Clair Camp, an abandoned mining area, is a junk pile. We particularly noticed the tanks marked "Cyanide-Poison". Glad we were carrying our own water. By 4:30 p.m., having gained about 3000 feet, we stopped at the cabin at the World Beater Mine about 4000' below Porter's summit.
Death Valley cabins are available for use on a first come, first serve basis. This one is maintained by CORVA (California Off Road Vehicle Association). Some of these off-roaders are fine people; others are total yahoos, tossing beer cans from their vehicles, shooting pistols and leaving their shells on the ground, and driving on fragile habitat.
That night the mice kept waking us up as they chomped down food left out by the previous cabin occupant. You can be sure I cleaned thoroughly before we spent another night.
We left at 6:30 a.m. the next morning and took about an hour to hike up to the Copper Mine road. There was continuous snow from about 8500'. Then back to the cabin for another night and the next day a lovely hike out.
After our backpack we camped at Furnace Creek meeting a delightful couple from Colorado who shared their campfire ring with us. We had the wood and they had the fire pit. We had marshmallow peeps; they had graham crackers and Hershey bars. What a team!
The next morning we headed for Ash Meadows just over the state line in Nevada to see the pupfish after checking out their cousins at Salt Creek in Death Valley. The male fish were bright blue (breeding color) and very interesting. They are remnants from 10,000 years ago when Death Valley was Lake Manley.

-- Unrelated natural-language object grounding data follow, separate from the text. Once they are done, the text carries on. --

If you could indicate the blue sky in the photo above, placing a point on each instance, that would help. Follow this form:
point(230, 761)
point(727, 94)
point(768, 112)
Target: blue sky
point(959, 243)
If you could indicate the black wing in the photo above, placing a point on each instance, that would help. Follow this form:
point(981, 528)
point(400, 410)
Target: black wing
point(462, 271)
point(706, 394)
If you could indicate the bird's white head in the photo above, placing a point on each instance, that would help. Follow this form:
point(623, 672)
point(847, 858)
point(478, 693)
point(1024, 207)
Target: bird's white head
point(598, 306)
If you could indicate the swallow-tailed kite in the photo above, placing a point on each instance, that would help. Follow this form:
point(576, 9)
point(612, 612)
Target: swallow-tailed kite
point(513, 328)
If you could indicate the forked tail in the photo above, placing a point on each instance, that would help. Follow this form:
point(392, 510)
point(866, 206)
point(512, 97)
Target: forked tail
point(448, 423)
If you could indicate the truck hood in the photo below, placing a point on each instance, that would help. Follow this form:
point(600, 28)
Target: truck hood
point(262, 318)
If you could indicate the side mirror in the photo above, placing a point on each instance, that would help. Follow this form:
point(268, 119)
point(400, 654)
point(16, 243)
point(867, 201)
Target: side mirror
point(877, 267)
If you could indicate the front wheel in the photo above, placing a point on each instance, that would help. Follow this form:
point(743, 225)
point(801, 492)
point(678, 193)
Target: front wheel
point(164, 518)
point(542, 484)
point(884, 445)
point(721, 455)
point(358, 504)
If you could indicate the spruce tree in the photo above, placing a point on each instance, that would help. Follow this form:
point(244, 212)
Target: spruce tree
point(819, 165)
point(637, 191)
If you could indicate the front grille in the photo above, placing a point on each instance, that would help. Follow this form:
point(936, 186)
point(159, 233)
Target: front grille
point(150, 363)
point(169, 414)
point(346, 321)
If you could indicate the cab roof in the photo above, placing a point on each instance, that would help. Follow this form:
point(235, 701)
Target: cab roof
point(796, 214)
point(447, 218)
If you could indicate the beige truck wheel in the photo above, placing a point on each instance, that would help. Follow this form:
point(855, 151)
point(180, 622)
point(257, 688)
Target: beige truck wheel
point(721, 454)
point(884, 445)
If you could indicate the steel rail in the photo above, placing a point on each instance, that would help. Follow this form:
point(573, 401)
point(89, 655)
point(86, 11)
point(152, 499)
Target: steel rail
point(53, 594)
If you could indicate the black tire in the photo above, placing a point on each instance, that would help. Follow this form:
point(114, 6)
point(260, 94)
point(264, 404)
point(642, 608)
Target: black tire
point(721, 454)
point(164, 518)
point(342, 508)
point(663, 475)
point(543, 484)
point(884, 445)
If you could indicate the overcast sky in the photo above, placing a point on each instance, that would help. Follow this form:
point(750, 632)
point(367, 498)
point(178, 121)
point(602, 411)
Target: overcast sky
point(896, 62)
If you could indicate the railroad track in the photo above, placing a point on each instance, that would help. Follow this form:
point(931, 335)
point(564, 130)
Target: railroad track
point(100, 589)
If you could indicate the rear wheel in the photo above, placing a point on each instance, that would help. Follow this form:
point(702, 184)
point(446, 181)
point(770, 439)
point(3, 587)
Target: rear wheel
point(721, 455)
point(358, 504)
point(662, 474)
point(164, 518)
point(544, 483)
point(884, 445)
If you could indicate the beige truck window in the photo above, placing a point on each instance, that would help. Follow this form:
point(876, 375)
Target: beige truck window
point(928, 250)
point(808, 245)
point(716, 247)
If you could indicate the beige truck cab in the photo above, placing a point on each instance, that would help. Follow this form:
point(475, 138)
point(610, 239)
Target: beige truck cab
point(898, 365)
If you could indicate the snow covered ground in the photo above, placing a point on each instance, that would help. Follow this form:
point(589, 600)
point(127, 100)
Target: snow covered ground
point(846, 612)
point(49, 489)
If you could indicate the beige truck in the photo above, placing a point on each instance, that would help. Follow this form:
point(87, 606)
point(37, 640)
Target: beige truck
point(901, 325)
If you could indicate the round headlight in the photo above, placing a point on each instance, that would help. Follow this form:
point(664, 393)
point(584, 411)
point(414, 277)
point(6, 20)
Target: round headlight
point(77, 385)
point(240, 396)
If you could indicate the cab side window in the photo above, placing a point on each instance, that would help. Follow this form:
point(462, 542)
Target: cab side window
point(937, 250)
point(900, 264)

That evening we stopped at the Amargosa Opera House and stayed at the Amargosa Hotel which is on the National Historic Register. Both the opera house and the hotel are adorned with the paintings of Marta Becket, now 85, who still puts on a show for tourists. In the 1960s and 70s when she had no audience, Becket painted one on the walls of the opera house.
Then it was on to climb Jubilee Mountain, (2527') a short but slippery ascent to a spectacular view. Driving down from Jubilee Pass took a while because we stopped often to see the wildflower display: Desert sand verbena, Desert sunflowers, and purplemat, among others. But the most extravagant displays came on the drive home when we stopped at the Poppy Reserve in Lancaster and along Highway 58 east of Bakersfield. In addition to acres of California poppies and Goldfields, we saw huge tracts of white Tidy Tips, and expanses of Owls Clover, Shooting Stars, Phacelia, and Fiddleneck.
The most exciting wildflower quest came before we left the Panamints in Death Valley NP. We searched for and found the elusive Panamint Daisy which although not endangered, grows in very few places. We scanned hillsides, tramped up canyons and discovered only one spot where they grew. Frustratingly, most were about a week from blooming. The two that were partly open were high on a very steep slope. Despite repeated attempts to climb up or down to them, we deemed them too dangerous to reach.
The Panamint Daisy is very showy; it has 5-inch wide yellow flowers and is the symbol of the California Native Plant Society. We'll be back.